Our primary goal is to rearrange files stored in my container named like 2023-10-23-00.json into a hierarchical structured format like year=2023/month=10/day=23/hour=00.json.

Kickstart: Step-by-step guide to writing the code¶

Set up Azure Blob Storage SDK: Start by authenticating against Azure with the credentials from your registered Azure app:

from azure.identity import ClientSecretCredential
from azure.storage.blob import BlobServiceClient

credential = ClientSecretCredential(
    tenant_id="YOUR_TENANT_ID", 
    client_id="YOUR_CLIENT_ID", 
    client_secret="YOUR_CLIENT_SECRET"
)

account_url = "https://YOUR_STORAGE_ACCOUNT_NAME.blob.core.windows.net/"  
blob_service_client = BlobServiceClient(account_url=account_url, credential=credential)

Listing Blobs: Retrieve all blobs in your container and then filter the desired files:

container_client = blob_service_client.get_container_client("YOUR_CONTAINER_NAME")
blobs = container_client.list_blobs()
old_files = [blob.name for blob in blobs if "-*.json" in blob.name]

File Rearrangement: Deconstruct each blob's name to get the year, month, day, and hour. Then, design the new path:

for old_file_path in old_files:
    filename = old_file_path.split('/')[-1]
    year, month, day, hour = filename.split('-')[:4]
    new_directory = f"year={year}/month={month}/day={day}/"
    new_blob_path = new_directory + f"hour={hour}.json"

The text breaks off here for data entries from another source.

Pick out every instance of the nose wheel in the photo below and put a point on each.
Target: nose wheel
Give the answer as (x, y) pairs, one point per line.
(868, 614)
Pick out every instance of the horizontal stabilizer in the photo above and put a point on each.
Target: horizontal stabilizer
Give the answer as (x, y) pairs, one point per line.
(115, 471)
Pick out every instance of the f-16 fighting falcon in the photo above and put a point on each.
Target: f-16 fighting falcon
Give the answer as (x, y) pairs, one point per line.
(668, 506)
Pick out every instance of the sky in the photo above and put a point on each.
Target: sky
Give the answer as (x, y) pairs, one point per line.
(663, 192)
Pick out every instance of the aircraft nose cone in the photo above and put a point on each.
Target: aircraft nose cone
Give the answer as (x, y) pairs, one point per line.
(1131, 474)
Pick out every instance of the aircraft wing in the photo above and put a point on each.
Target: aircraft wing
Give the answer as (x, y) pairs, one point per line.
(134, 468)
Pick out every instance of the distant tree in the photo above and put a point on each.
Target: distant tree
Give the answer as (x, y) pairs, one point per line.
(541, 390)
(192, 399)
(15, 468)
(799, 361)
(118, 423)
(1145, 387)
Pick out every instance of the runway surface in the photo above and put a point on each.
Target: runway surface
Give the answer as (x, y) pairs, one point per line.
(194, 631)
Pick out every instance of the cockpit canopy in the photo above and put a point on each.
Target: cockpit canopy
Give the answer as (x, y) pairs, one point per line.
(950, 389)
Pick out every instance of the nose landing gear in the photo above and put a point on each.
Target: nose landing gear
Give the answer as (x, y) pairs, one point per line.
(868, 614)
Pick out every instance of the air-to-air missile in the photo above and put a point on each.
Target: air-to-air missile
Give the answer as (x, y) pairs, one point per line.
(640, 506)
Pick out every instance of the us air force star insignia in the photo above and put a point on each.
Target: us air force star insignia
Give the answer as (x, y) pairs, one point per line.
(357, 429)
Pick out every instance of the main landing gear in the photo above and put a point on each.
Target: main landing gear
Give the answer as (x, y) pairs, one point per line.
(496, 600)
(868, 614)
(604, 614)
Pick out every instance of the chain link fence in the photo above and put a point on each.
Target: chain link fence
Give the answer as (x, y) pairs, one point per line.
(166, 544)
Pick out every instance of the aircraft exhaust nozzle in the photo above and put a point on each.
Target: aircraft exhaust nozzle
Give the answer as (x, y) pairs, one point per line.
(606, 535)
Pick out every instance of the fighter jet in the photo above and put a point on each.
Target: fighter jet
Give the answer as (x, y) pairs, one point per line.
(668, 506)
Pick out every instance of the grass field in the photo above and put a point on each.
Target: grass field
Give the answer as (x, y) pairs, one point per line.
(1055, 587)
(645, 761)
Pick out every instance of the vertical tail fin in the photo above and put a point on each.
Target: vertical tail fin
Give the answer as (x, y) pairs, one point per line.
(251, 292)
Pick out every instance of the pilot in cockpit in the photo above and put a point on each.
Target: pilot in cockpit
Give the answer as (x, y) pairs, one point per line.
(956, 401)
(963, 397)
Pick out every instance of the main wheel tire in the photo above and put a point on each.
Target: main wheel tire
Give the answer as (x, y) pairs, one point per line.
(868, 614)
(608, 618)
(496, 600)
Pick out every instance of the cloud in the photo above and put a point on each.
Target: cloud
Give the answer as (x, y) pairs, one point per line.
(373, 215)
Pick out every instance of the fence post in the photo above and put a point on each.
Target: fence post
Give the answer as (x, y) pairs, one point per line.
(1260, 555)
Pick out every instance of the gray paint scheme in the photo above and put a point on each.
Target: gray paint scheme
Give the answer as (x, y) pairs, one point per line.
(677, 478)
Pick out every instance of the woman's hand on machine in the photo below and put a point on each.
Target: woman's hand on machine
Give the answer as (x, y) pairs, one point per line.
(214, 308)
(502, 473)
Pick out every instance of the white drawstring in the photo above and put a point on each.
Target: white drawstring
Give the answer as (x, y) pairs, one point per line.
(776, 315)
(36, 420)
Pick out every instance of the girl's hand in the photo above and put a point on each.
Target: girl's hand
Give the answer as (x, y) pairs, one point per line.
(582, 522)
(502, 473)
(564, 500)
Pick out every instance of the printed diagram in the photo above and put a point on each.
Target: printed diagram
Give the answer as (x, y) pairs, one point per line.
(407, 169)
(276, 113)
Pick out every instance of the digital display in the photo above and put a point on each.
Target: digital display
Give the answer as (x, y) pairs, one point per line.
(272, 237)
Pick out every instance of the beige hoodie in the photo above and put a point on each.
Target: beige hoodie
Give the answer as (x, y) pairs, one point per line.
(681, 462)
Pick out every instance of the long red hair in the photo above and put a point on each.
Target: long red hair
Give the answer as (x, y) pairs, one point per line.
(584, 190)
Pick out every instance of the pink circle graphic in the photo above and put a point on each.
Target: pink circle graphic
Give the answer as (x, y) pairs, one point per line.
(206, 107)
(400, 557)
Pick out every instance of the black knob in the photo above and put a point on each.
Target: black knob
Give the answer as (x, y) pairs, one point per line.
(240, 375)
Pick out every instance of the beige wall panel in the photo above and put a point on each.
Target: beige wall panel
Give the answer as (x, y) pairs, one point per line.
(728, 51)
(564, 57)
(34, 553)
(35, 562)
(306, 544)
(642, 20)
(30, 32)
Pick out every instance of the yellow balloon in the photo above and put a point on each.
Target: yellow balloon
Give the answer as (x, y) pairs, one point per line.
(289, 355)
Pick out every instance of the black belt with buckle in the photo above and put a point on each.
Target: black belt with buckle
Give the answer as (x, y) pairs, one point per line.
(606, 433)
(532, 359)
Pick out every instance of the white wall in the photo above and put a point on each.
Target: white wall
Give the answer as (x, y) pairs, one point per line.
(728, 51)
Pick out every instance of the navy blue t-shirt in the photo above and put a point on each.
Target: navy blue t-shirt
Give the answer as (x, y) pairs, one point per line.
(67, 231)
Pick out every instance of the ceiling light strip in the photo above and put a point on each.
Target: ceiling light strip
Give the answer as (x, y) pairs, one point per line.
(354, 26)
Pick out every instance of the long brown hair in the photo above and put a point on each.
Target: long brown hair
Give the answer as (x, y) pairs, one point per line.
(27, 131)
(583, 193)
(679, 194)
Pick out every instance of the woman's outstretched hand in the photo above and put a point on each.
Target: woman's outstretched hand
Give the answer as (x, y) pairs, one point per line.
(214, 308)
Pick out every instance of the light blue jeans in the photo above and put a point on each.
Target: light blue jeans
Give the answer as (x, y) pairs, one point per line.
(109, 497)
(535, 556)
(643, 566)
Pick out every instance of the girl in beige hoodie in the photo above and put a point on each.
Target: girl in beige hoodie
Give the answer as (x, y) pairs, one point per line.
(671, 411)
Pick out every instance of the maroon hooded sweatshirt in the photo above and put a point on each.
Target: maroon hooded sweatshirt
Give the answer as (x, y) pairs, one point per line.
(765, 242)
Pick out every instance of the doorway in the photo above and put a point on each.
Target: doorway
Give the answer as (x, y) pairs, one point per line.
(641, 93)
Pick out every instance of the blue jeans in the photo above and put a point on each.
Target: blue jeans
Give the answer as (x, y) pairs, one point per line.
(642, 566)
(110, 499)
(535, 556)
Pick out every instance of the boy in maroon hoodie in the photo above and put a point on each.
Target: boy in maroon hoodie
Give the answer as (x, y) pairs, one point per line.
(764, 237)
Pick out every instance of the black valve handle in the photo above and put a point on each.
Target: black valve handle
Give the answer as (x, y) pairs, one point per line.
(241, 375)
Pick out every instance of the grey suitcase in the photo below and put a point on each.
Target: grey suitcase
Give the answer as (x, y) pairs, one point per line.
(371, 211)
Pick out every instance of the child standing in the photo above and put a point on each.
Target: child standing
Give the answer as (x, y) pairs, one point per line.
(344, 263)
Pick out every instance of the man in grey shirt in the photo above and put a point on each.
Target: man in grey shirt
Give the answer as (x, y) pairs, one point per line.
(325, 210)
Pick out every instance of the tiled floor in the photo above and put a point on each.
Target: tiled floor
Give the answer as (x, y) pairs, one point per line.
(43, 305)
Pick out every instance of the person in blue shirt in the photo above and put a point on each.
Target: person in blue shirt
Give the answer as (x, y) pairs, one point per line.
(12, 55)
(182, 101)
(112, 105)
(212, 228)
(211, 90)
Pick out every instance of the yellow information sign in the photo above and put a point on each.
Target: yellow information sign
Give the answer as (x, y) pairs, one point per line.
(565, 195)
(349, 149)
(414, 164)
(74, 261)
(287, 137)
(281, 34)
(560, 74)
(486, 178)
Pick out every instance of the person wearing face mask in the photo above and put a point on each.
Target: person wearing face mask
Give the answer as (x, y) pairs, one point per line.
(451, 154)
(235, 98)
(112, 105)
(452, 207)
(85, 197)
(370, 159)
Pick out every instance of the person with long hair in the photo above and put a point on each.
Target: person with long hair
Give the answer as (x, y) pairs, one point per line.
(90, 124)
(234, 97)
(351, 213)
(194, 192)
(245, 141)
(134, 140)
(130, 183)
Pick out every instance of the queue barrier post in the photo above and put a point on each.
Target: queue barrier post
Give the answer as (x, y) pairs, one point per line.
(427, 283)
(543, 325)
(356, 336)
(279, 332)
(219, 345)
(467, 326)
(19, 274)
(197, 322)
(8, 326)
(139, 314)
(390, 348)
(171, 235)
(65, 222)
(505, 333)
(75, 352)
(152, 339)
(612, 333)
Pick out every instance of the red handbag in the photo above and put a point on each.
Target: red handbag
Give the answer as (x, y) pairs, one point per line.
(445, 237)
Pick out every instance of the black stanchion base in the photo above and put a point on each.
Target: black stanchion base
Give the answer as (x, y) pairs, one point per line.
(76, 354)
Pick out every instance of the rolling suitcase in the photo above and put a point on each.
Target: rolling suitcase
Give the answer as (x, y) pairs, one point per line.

Copying & Deleting Blobs: Azure Blob Storage requires copying the blob to the new position and deleting the original:

source_blob = container_client.get_blob_client(old_file_path)
destination_blob = container_client.get_blob_client(new_blob_path)
destination_blob.start_copy_from_url(source_blob.url)
source_blob.delete_blob()

Simulating Directory-like Structure: Azure Blob Storage doesn't have real directories. Instead, using / in blob names can emulate directory structures. By copying a blob to a new path with /, we can recreate a folder-like structure.
Error Handling: It's essential to manage errors. I ran into an InvalidUri error when attempting to create a directory-like structure using 0-byte blobs. I tackled this by directly copying the blob to the desired path, which handled the pathing effectively.

Conclusion¶

Shifting files in Azure Blob Storage can initially appear challenging, mainly due to its flat structure. Nevertheless, with the Azure SDK for Python and the correct strategy, restructuring blobs becomes feasible. Always remember to rigorously test your approach in a non-production environment before applying it to vital data.

Appendix¶

Why use a structure like `year=2023/month=10/day=23/hour=00.json`?¶

This hierarchical directory structure aligns very well with common best practices for storing data in columnar storage formats like Parquet and ORC. Here's how:

Partitioning: The structure year=2023/month=10/day=23/hour=00.json inherently sets up partitioning for the data. When converted to Parquet or other storage formats, this structure will make it incredibly efficient to read specific partitions (like all data from a particular month or day) without scanning through the entire dataset. This reduces the amount of data that needs to be read and thus speeds up queries.
Column Pruning: If your dataset inside the JSON files includes multiple columns, Parquet (and other columnar formats) allows for column pruning. This means that if a particular analysis requires only a subset of columns, only those specific columns are read from the storage, saving both time and resources.
Compression: Both Parquet and ORC are known for efficient compression. When you have data organized hierarchically, and you're storing it in a columnar format, you can achieve significant storage savings. The structure also ensures that similar data types (like timestamps) are stored together, which can result in better compression ratios.
Compatibility with Big Data Tools: Tools like Spark and Hive work exceptionally well with columnar storage formats and can directly utilize the hierarchical structure for optimized data reads. If you ever decide to analyze the data using these tools, having them in this structure and format would be advantageous.
Schema Evolution: One of the advantages of Parquet (and to some extent, ORC) is the support for schema evolution. If your data structure changes over time (new columns are added, for example), these formats can handle those changes gracefully. Having an organized directory structure makes managing these schema changes over different time periods more straightforward.

Long story short:

Given these advantages, if you're considering a transition to Parquet or another efficient storage format in the future, this hierarchical structure will certainly come in handy and help in making the data storage and retrieval processes more efficient.

Complete tested code¶

If you want to test the complete code together here is it. Remember, place your original ids, secret in the placeholder. Also, its not a good practice to use creds like this they shoudl be stored in vaults. But for focussing on the core functionality and to reduce the number of code I used the ids and passwords right in the code.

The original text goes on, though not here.